Fazemos a soma das partes e o todo precisa de descanso, precisa de sair da realidade que comanda o desencanto pelos processos duros do trabalho e chegamos ao desígnio internacional R&R – Rest and Recover – repousar e recuperar… e é isso que aqui fazemos, ainda que a Tânia apenas tenha 5 dias deste minério imensurável porque está numa zona de risco, eu não tenho essa regalia porque a Serra Leoa já não está dentro das zonas de risco, mas tenho uma compensação de alguns dias que ajudam a procurar repouso.
A Serra Leoa ainda não tem grandes infra-estruturas turísticas, apenas um par de hotéis internacionais que acabaram de servir de apoio fundamental para albergar parte das equipas que combateram o ébola. O Radisson Blu foi nessa altura gerido por um português de excelência, o meu amigo Nuno Neves, que agora se encontra no Sultanato de Omã e prosseguir uma carreira de gestão hoteleira com um brio reconhecido por prémios internacionais.

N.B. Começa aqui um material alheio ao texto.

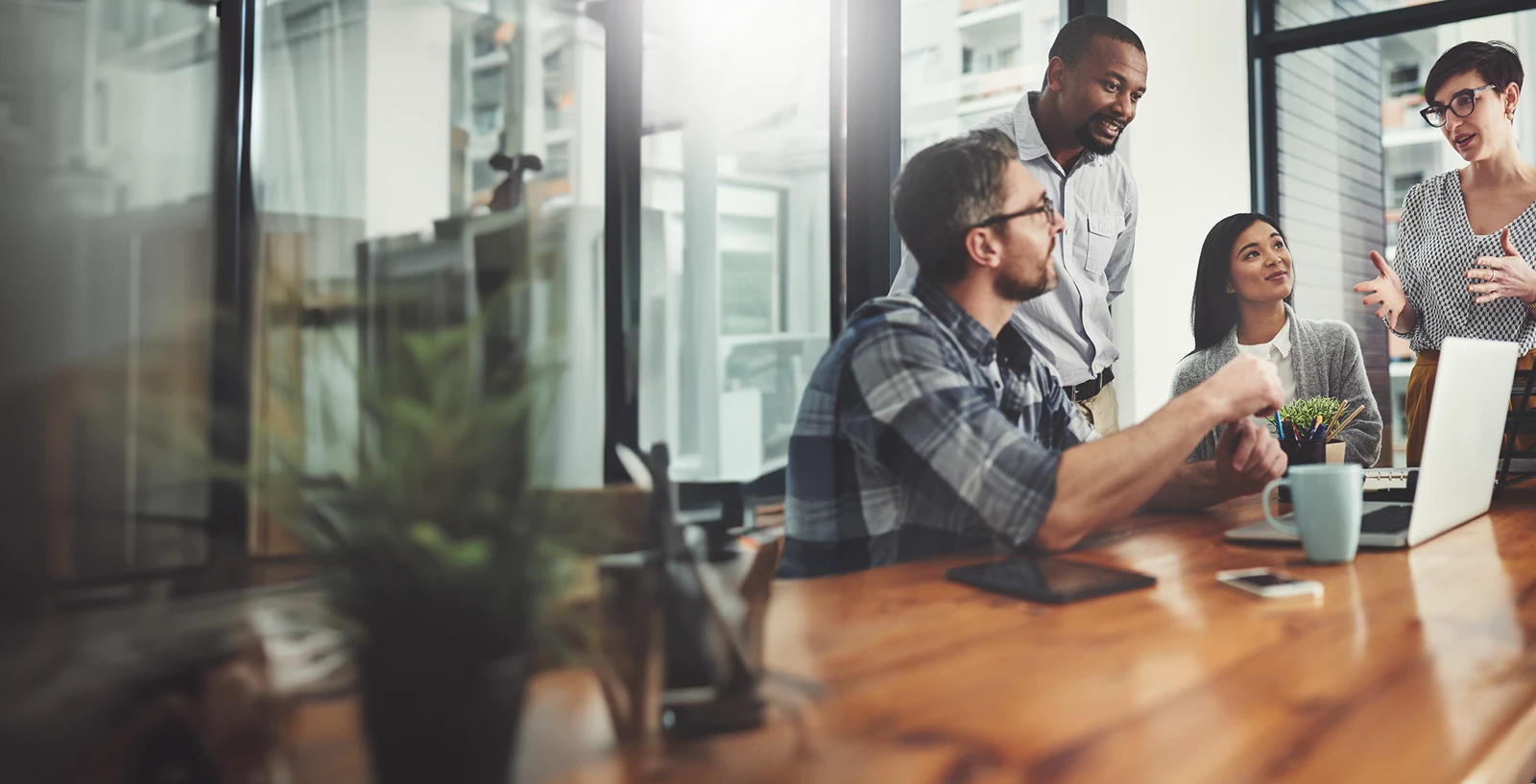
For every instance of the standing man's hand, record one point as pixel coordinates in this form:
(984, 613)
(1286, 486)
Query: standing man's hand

Então aos fins de semana, para ajudar a limpar a cabeça e a permitir que o mar lave e leve todos os problemas, meto-me no carro e vou explorar as praias e as comunidades aladas de mar com o meu amigo Tiago Neves, mais um português que está a trabalhar na área da energia e é responsável por aconselhar o ministro da Energia da Serra Leoa a avançar com vários projectos de energias renováveis, que permitirão que muitas famílias deixem de depender de energias poluidoras e dispendiosas para depender quase apenas delas próprias e da energia gerada pelo sol.
Tirando esses hotéis, existem alguns resorts interessantes, tal como o The Place que tem um elevado nível de qualidade, ou uma das praias mais bonitas do mundo e a favorita para mim – River Number 2, ou as fabulosas praias de Bureh, John Obey, a Banana Island, a Turtle Island –, mas entre todos esses magníficos locais nada me traz a paz e a harmonia que ajuda a descansar e recuperar como estas ondas do mar que me fazem escrever com menos pontuação que o habitual .. e tudo isto em Black Johnson.
Depois de verem essas imagens todas, estou certo que quererão vir até Serra Leoa – é o paraíso aqui ao lado.
VISTO DE FORA
Quantos dias sem ir a Portugal: 45
Nas notícias por aqui: Não se fala de mais nada que Trump, Trump, Trump. Muitos dos meios de comunicação falam com receio das consequências do que está para vir, mas outros conseguem focar na subserviência e pedir a compreensão que este país africano que é maioritariamente muçulmano pode ser amigo da América de Trump.
Sabia que por cá… A presença portuguesa é vastíssima. Para além do nome Serra Leoa ter sido dado por marinheiros portugueses, de ter sido um tal de Pedro de Sintra a ser o primeiro branco a parar por estes lados (ainda há pessoas que dizem que descobriram não sei quê, mas vocês sabem que as pessoas que cá viviam sabiam e tinham noção que antes dos colonos, eles mesmos já existiam), ainda existem muitos restícios da presença portuguesa: a prisão actual da cidade de Kenama era um antigo depósito de escravos, no fundo do mar estão vários navios portugueses, existem algumas pontes, igrejas, candeeiros de rua e vestígios arquitetónicos portugueses. Quem diria?